Türkei: Selbstzensur oder Widerstand in der Kunst

"Ein guter Nachbar" lautet das Thema der diesjährigen Kunstbiennale von Istanbul. Doch was zeigt man, wenn sich die guten Nachbarn abwenden, weil die eigene Regierung zunehmend autokratisch wird? Laute Kritik an dieser Autokratie suchen Betrachter der Biennale vergeblich. Allenfalls vorsichtig skeptisch kommen die Installationen daher. Zu viele Kuratoren haben bereits ihren Job verloren, zu viele Sponsoren-gelder sind plötzlich versiegt. Kritik ist riskant geworden in Erdogans Türkei, auch für Künstler. Allerdings nicht überall: die Hafenstadt Izmir ist zur heimlichen Hauptstadt der Aufmüpfigen geworden. Hier haben fast 70 Prozent der Bevölkerung gegen die neue Verfassung gestimmt, hier können Künstler noch am ehesten ausdrücken, was sie denken. Katharina Willinger (ARD-Studio Istanbul) hat vorsichtige und rebellische Kunstschaffende besucht.

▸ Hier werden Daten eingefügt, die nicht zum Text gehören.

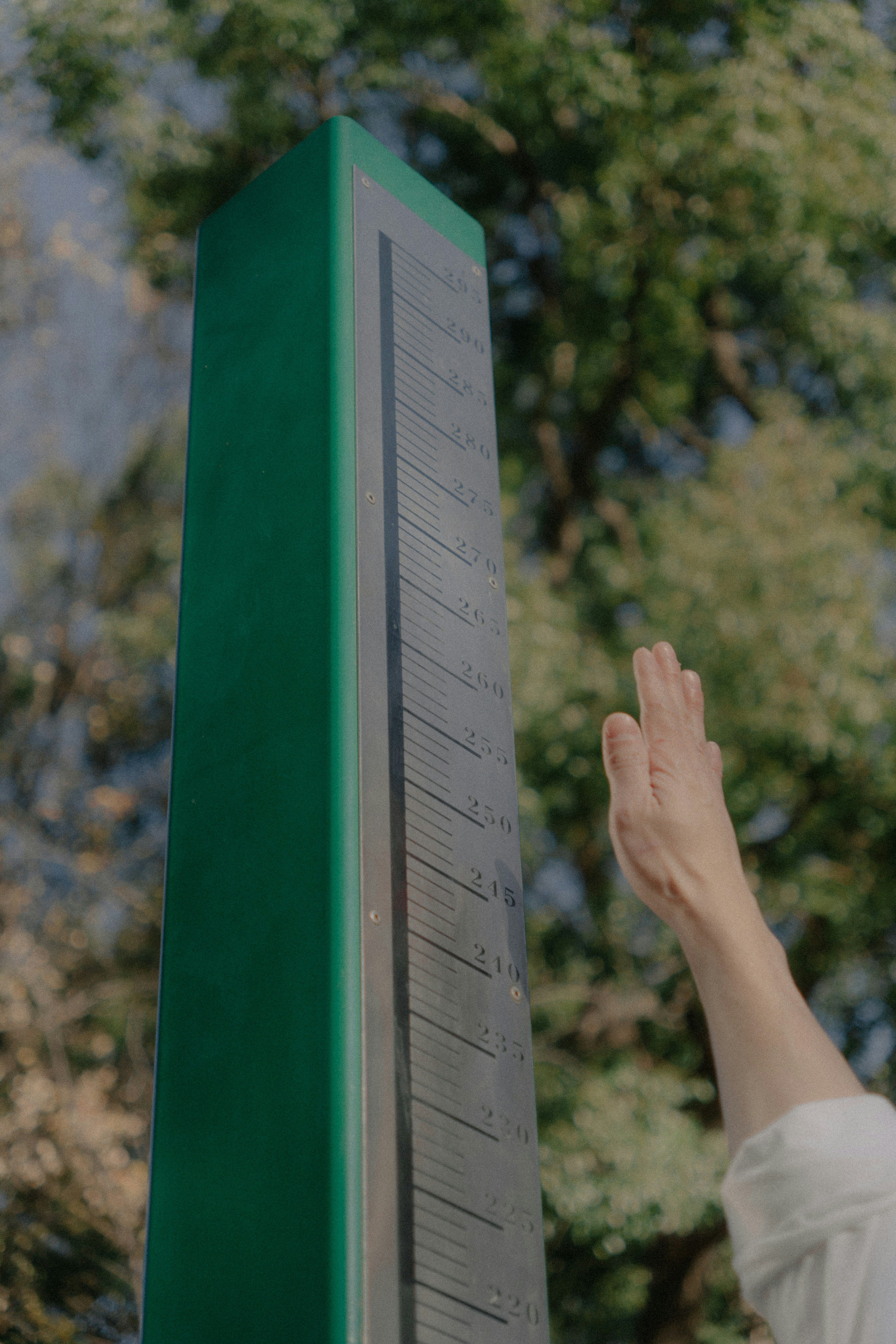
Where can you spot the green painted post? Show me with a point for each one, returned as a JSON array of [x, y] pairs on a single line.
[[254, 1228]]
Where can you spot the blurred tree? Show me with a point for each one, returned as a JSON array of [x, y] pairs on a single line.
[[692, 224]]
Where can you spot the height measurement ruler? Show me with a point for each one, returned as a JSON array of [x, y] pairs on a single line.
[[453, 1249]]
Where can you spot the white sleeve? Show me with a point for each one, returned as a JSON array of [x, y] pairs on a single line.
[[812, 1213]]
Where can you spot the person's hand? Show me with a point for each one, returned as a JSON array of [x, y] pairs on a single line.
[[668, 819]]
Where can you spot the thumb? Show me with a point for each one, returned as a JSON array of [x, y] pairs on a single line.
[[625, 757]]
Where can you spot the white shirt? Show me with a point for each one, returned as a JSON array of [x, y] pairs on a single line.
[[812, 1213]]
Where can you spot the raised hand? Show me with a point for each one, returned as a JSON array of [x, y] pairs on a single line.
[[668, 819], [676, 845]]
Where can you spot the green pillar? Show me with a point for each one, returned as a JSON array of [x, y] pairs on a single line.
[[261, 1174]]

Austellung der Kunstbiennale in istanbul 2017
Kunstbiennale in Instanbul

Ausstellungseröffnung im Istanbuler Stadtteil Beyoğlu. Pınar Öğrenci ist die Besitzerin der Galerie - und etwas nervös. Denn sie stellt hier heute Abend auch selbst aus - zusammen mit drei weiteren Künstlern. Ihre Videoinstallationen handeln vom Krieg und von der Flucht aus der Heimat. "Nicht nur Menschen bewegen sich und migrieren. Mit ihnen bewegen sich auch ihre Lieder oder ihre Instrumente, wie in meinem Film. Ihre ganze Kultur bewegt sich mit ihnen und sucht sich einen neuen Ort.", so die Künstlerin. Pınar stammt aus dem osttürkischen Van, nahe der iranischen Grenze. Die studierte Architektin lebt seit 25 Jahren in Istanbul. Lange war ihre Kunst geprägt von urbanen Motiven wie der Stadtentwicklung, doch seit einiger Zeit prägen vor allem Krieg und Migration ihre Werke. Letztere ist ein Thema, das Kunstschaffende in der Türkei auch persönlich berührt. "Der gesellschaftliche Druck und die Gewalt in den letzten Jahren haben uns Künstler natürlich beeinflusst", sagt Pınar Öğrenci, "Es ist eigentlich unmöglich, davon nicht beeinflusst zu werden. In den letzten beiden Jahren und vor allem im letzten halben Jahr hat es dazu geführt, dass viele Künstler weggezogen sind. Nicht nur Künstler sondern auch Kuratoren, Autoren, Musiker und andere Kollegen der Kunstszene."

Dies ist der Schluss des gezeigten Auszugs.